The ISS-RapidScat instrument was a speedy and cost-effective replacement for NASA's QuikScat Earth satellite, which monitored ocean winds to provide essential measurements used in weather predictions, including hurricane monitoring. So essential were QuikScat's measurements that when the satellite stopped collecting wind data in late 2009, NASA was challenged to quickly and cost-effectively conceive of a replacement. NASA's Jet Propulsion Laboratory and the agency's station program came up with a solution that uses the framework of the International Space Station and reuses hardware originally built to test parts of QuikScat to create an instrument for a fraction of the cost and time it would take to build and launch a new satellite.

The resulting ISS-RapidScat instrument was aboard the International Space Station and measured Earth's ocean surface wind speed and direction.

ISS-RapidScat used the unique vantage point of the space station to provide near-real-time monitoring of ocean winds, which are critical in determining regional weather patterns. Its measurements of wind speed and direction over the ocean surface have been used by agencies worldwide for weather and marine forecasting and tropical cyclone monitoring. Its location on the space station made it the first space-borne scatterometer that could observe how winds evolve throughout the course of a day.

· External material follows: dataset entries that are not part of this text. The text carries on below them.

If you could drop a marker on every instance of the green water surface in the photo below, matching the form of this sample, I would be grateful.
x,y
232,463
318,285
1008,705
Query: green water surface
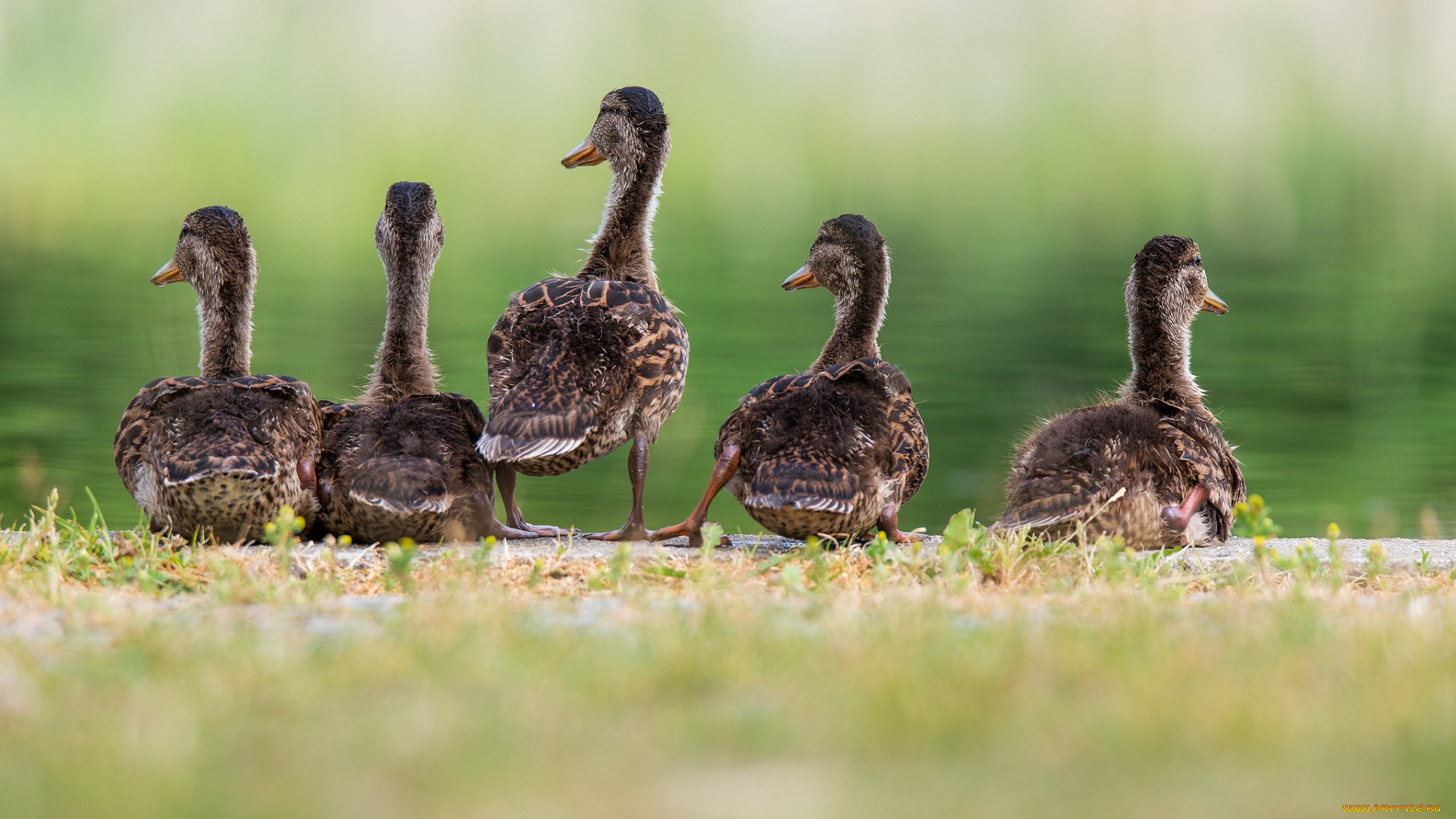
x,y
1015,156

"As a first-of-its-kind mission, ISS-RapidScat proved successful in providing researchers and forecasters with a low-cost eye on winds over remote areas of Earth's oceans," said Michael Freilich, director of NASA's Earth Science Division. "The data from ISS-RapidScat will help researchers contribute to an improved understanding of fundamental weather and climate processes, such as how tropical weather systems form and evolve."

The agencies that routinely used ISS-RapidScat's data for forecasting and monitoring operations include the National Oceanic and Atmospheric Administration (NOAA) and the U.S. Navy, along with European and Indian weather agencies. It provided more complete coverage of wind patterns far out to sea that could build into dangerous storms. Even if these storms never reach land, they can bring devastating wave impacts to coastal areas far away.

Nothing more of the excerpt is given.